Под конец встречи Ларичева предложила спеть под гитару песню. На стихи Бек она петь стеснялась, так как песен для нее было много — какую выбрать? Все любимые. Она знала одну только песню на стихи Рейна, ту, которую сложила сама, и долго извинялась перед публикой за свою самодеятельность, но, наконец, ее спела — “Укроемся в лесах Пицунды”. “Прожектор на твоем лице, И все находится в конце — Укроемся в лесах Пицунды… Затеем плутовской роман, Запрячем в чаще шарабан, И будем вовсе неподсудны…” Есть там леса или нет, но то, что будет побег, это точно… Была в этой незатейливой песенке как бы присущая поэту легкомысленность, а Ларичеву баюкало чувство бесшабашной свободы, ведь именно этого ей всегда и не хватало…
После аплодисментов, когда лицо ее пылало, кругом был грохот стульев и шарканье ног, она подошла к Бек, как во сне, и Бек подарила ей свою книжку! О…

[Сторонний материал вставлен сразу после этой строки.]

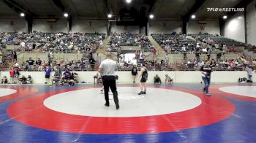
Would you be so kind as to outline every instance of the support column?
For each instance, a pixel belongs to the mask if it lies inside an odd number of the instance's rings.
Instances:
[[[68,20],[68,22],[67,22],[67,26],[68,26],[68,28],[67,28],[68,31],[67,31],[67,33],[69,33],[70,31],[72,31],[72,25],[73,25],[73,23],[72,23],[72,17],[70,16],[69,18],[69,20]]]
[[[225,36],[225,20],[224,20],[222,18],[220,18],[219,19],[219,23],[220,36]]]
[[[187,23],[188,23],[187,18],[184,18],[182,20],[182,34],[187,34]]]
[[[107,35],[110,36],[111,35],[111,23],[110,21],[108,22],[107,25]]]
[[[256,6],[255,6],[256,7]],[[256,7],[255,7],[256,9]],[[247,10],[247,6],[246,5],[244,7],[244,42],[245,44],[248,43],[248,35],[247,35],[247,14],[246,14],[246,10]]]
[[[31,32],[32,31],[32,28],[33,28],[33,17],[30,15],[26,16],[26,20],[28,23],[28,32]]]
[[[146,26],[140,26],[140,34],[146,34]]]

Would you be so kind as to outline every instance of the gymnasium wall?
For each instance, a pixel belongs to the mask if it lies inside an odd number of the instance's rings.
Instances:
[[[245,42],[244,12],[238,12],[225,24],[225,36]]]
[[[0,32],[27,31],[25,19],[0,19]]]
[[[111,32],[113,33],[140,33],[140,27],[138,26],[116,26],[116,24],[112,23],[111,26]]]
[[[220,34],[219,20],[190,20],[188,23],[187,34],[209,33]]]
[[[80,20],[72,21],[72,32],[107,34],[108,21],[105,20]]]
[[[256,45],[256,0],[248,4],[246,13],[248,43]]]
[[[48,19],[34,19],[33,20],[33,31],[45,33],[68,32],[67,21],[66,19],[59,19],[56,22],[50,22]]]
[[[151,34],[170,34],[173,31],[181,32],[181,20],[150,20],[148,35]]]
[[[96,72],[77,72],[78,74],[79,82],[82,81],[93,83],[94,74]],[[86,74],[85,74],[86,73]],[[51,73],[53,75],[53,72]],[[116,72],[116,74],[118,76],[118,83],[132,83],[132,75],[130,72]],[[202,81],[201,73],[198,71],[195,72],[148,72],[148,83],[154,82],[154,77],[158,74],[162,82],[164,83],[165,80],[165,74],[168,74],[170,77],[174,79],[174,82],[177,83],[200,83]],[[20,72],[20,76],[31,75],[33,78],[33,83],[43,84],[45,82],[45,72]],[[10,79],[9,72],[1,72],[1,78],[3,76],[7,76]],[[254,73],[253,80],[256,81],[256,74]],[[239,77],[247,77],[246,72],[214,72],[211,79],[211,82],[237,82]],[[137,78],[136,82],[139,82],[139,79]]]

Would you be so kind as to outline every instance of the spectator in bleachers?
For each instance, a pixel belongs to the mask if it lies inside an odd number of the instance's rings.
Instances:
[[[45,72],[45,84],[47,84],[49,81],[50,72],[52,72],[51,68],[49,66],[47,66]]]
[[[21,42],[20,45],[21,53],[25,53],[26,44],[24,42]]]
[[[8,83],[7,77],[6,76],[4,76],[3,78],[1,80],[1,84],[7,84]]]
[[[157,48],[154,48],[154,50],[153,50],[153,55],[154,55],[154,60],[157,60]]]
[[[12,51],[13,62],[16,63],[17,61],[17,52],[16,50]]]
[[[23,75],[21,77],[21,78],[18,79],[18,80],[19,80],[20,83],[21,83],[21,84],[26,84],[26,78],[25,75]]]
[[[161,84],[162,81],[160,77],[158,76],[158,74],[157,74],[154,77],[154,83],[158,83],[158,84]]]
[[[34,69],[34,61],[30,57],[29,59],[26,61],[26,63],[29,64],[29,71],[32,71]]]
[[[31,75],[28,76],[28,78],[26,78],[26,84],[31,84],[33,81],[33,79]]]
[[[40,58],[38,58],[36,61],[36,65],[41,66],[41,64],[42,64],[42,61]]]

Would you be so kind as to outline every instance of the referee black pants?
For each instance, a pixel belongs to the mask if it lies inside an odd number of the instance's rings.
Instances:
[[[116,90],[115,76],[104,76],[102,80],[104,85],[105,99],[106,100],[106,104],[109,105],[108,91],[109,88],[110,88],[111,91],[113,93],[113,96],[114,98],[116,106],[118,105],[118,93]]]

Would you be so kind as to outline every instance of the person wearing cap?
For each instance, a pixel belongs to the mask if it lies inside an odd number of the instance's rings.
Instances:
[[[109,107],[108,91],[110,88],[113,93],[116,109],[119,109],[118,92],[116,90],[115,71],[117,70],[116,62],[111,60],[111,53],[106,53],[106,59],[101,62],[99,67],[99,72],[102,75],[104,94],[106,103],[105,106]]]
[[[211,83],[211,73],[212,72],[211,62],[206,61],[206,65],[203,65],[200,71],[202,73],[202,79],[205,83],[205,87],[203,88],[203,93],[206,93],[206,96],[210,96],[211,94],[208,92],[208,88]]]
[[[140,68],[140,92],[138,93],[138,95],[141,94],[146,94],[146,82],[148,80],[148,70],[145,67],[145,65],[142,65],[142,67]],[[143,90],[144,88],[144,90]]]
[[[135,83],[135,79],[138,75],[138,69],[136,67],[136,65],[133,65],[132,69],[132,79],[133,79],[133,83]]]

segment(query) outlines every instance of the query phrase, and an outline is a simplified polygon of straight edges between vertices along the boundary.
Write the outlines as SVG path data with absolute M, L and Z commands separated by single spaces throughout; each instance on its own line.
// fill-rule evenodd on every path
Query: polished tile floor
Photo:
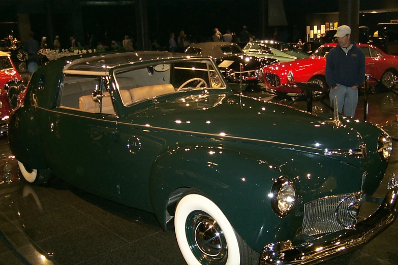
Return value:
M 393 113 L 372 118 L 394 119 Z M 396 174 L 397 165 L 398 148 L 389 170 Z M 7 139 L 0 138 L 0 264 L 186 264 L 172 228 L 162 231 L 153 214 L 58 179 L 45 187 L 29 184 L 19 179 L 16 165 Z M 360 249 L 324 264 L 398 264 L 397 239 L 396 221 Z

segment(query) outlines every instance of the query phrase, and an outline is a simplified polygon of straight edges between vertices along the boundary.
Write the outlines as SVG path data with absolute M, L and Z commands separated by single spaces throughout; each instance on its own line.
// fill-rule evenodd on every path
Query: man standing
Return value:
M 339 112 L 354 117 L 358 104 L 358 87 L 365 81 L 365 55 L 350 41 L 351 29 L 346 25 L 337 28 L 338 45 L 326 55 L 325 75 L 330 86 L 329 96 L 333 106 L 337 98 Z
M 31 73 L 37 70 L 40 60 L 39 59 L 39 43 L 33 38 L 33 32 L 29 32 L 29 40 L 25 43 L 23 50 L 27 53 L 27 69 Z

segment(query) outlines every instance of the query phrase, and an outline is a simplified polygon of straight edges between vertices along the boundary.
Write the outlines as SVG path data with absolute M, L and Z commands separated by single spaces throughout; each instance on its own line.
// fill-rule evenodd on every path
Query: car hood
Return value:
M 267 67 L 267 71 L 272 73 L 288 73 L 289 71 L 292 71 L 297 74 L 299 73 L 300 71 L 306 71 L 309 69 L 317 69 L 320 67 L 324 69 L 325 65 L 326 58 L 310 57 L 295 61 L 272 64 Z
M 240 72 L 241 64 L 243 65 L 243 71 L 250 71 L 259 69 L 262 67 L 274 63 L 277 61 L 276 59 L 252 57 L 246 54 L 216 59 L 216 62 L 220 68 L 228 68 L 235 72 Z
M 128 118 L 137 128 L 254 142 L 321 155 L 325 149 L 348 150 L 362 144 L 355 130 L 347 126 L 338 128 L 321 116 L 238 95 L 192 92 L 159 100 Z

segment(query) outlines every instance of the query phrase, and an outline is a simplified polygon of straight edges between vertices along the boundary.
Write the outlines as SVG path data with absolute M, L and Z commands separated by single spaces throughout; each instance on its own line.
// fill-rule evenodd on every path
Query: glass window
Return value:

А Рейн, улыбаясь, посмотрел, склонил голову к плечу, и вдруг жена его капризно сказала: “Поцелуй девушке ручку, Женя, не правда ли, она заслужила…” И божественный, маленький ростом человек, поцеловал ей руку! Боже мой. После чего окончательно обалдевшая и сбитая с толку Ларичева уставилась на руку, целованную Рейном, держа в другой книжку и гитару. И так долго стояла, пока все выходили. Неужели вот эта рука, просто рука с серебряным колечком, удостоенная губ великого поэта, обречена только стирать и готовить? И не допущена даже до компьютера, чтоб, бегая по клавиатуре, запечатлеть пеструю радостную жизнь?
Она стояла в своем трикотажном новом костюме с кожаной аппликацией на груди, забыв, что шелковый длинный шарф на шее она откинула за спину и назад его перекинуть забыла.
Это был хороший столбняк, правильный.
Оттого и появились в материале Нартаховой исторические слова: “Они приезжали ко мне”.
КАК ЛАРИЧЕВА СМЕНИЛА ПЛАСТИНКУ
Все выходные Ларичева стирала. Ее обуревала тоска, но она эту тоску давила, выжимала вместе с потоками воды из простыней и наволочек. Странное, однако название — наволочки, откуда оно? Постирала детские тряпки, покипятила постельное, замочила половики. Кое-что погладила. Сварила борщ на два дня. Спекла кофейный кекс на две сковороды…
Гулявший с детьми муж посмотрел на эту бурную деятельность и покачал головой.
— Приступ чистоты? Опасный симптом. А в кино ты не хочешь сходить?
— А детей куда?
— А младшенький — накормленный — заснет, а старшенькая — умненькая — почитает. Пошли? Фильм шедевральный. Нельзя пропускать.
— А что там? Хотя все равно, ты разбираешься, на плохое не поведешь…
— Хотя нет. Ты, дорогая, наверно, устала…
— Нет! Я ползком и все равно пойду…
— Договорились. Про Сокурова слышала что-нибудь?
— Не-а…
Операция “кино” прошла исключительно благополучно. Под светлыми сводами главного кинотеатра уже царило некоторое вольнолюбие и фильм крутили без купюр.